This is the Code Style guide for PHP. See the main page for general guidelines and guides specific to other languages.
Assume we’re using the Drupal PHP coding style unless otherwise noted here.
Always use to delimit PHP code, not the shorthand, <?, as this is the most used and supported across PHP setups and the one PHP will continue supporting in the future.
When in doubt, use PHP5 (not PHP4) coding conventions.
Class constructors should be public function __construct (), not the PHP4-style class name.

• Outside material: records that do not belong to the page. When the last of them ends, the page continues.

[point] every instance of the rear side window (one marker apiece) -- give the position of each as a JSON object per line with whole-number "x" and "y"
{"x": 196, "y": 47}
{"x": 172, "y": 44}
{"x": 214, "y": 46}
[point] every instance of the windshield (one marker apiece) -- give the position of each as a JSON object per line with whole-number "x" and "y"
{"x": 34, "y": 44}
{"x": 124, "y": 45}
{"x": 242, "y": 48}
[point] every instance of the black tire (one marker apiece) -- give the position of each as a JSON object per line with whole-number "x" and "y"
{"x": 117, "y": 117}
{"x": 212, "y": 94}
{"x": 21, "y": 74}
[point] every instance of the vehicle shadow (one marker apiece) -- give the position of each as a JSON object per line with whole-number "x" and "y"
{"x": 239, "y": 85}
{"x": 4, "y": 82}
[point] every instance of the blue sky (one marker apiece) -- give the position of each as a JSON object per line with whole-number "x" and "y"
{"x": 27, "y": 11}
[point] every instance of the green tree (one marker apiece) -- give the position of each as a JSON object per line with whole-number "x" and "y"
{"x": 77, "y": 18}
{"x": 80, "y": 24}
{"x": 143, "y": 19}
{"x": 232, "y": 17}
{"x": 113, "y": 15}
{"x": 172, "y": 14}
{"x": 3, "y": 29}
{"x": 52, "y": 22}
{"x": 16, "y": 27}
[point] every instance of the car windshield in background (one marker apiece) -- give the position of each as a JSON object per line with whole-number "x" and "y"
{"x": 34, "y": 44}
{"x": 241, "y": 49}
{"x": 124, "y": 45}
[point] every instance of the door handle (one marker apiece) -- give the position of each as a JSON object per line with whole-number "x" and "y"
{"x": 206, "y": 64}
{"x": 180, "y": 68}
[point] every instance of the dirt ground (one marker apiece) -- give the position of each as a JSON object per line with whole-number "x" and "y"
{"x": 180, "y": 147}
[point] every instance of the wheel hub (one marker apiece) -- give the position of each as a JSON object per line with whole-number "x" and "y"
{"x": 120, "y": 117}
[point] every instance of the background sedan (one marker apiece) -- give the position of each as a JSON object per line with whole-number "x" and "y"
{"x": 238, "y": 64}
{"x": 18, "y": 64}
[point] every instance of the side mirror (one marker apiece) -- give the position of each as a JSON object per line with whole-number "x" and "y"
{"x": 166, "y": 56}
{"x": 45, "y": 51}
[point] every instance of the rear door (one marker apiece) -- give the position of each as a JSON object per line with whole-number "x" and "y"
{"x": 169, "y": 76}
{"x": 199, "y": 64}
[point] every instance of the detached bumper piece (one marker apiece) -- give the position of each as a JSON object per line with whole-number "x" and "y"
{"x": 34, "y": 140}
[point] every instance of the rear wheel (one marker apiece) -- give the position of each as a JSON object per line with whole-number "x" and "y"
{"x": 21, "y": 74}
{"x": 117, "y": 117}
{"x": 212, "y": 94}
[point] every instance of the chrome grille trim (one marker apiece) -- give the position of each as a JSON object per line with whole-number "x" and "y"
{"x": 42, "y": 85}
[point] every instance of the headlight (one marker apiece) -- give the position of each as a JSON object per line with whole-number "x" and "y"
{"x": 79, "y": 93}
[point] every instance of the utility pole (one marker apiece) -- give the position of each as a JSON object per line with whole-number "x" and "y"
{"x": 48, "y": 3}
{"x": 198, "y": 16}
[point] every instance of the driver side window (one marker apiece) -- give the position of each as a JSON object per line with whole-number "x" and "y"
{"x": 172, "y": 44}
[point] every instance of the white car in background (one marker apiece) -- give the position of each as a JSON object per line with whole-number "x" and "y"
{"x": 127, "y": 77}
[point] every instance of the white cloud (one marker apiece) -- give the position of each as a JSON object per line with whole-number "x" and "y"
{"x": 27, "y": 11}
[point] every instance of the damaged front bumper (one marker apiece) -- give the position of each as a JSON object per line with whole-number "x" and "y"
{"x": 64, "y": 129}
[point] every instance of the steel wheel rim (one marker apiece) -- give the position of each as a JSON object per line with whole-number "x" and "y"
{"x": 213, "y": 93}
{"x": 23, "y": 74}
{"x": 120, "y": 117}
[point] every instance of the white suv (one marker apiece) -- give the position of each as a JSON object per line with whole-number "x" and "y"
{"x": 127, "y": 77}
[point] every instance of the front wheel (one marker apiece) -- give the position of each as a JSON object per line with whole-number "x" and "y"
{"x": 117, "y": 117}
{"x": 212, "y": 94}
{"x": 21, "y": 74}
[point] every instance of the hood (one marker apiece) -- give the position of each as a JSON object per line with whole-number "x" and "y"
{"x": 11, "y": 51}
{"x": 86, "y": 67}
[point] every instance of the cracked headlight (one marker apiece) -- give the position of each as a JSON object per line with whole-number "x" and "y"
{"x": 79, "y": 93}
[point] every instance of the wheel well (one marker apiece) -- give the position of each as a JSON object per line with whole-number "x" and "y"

Use destructors when appropriate.
Explicitly declare visibility (public, private, protected) for member variables and methods.
Do NOT use PHP closing tags for files that contain only PHP code:
The ?> at the end of code files is purposely omitted. This includes for module and include files. … Removing it eliminates the possibility for unwanted whitespace at the end of files which can cause “header already sent” errors, XHTML/XML validation issues, and other problems.
The maximum length of any line of code is 120 characters, unless it contains a string that cannot have a break in it. (This differs from Drupal’s 80-character maximum length.)
Tip: If you’re using Eclipse, add a ruler to the 120 mark to see where you should break to the next line. See [[Developer Guide: Setting Up Eclipse PDT]] for how.
ThinkUp uses PHPDocumentor to ease code maintenance and auto-generate class documentation. Include PHPDoc-style “docblocks” in all of your PHP code. When writing your documentation, please use PHPDocumentor’s syntax.
Drupal style guide states use of uppercase value keywords (TRUE, FALSE, NULL), ThinkUp user lowercase.
Unlike Drupal’s style guide, ThinkUp keeps opening and closing curly braces on the same line as the control keyword (if, else).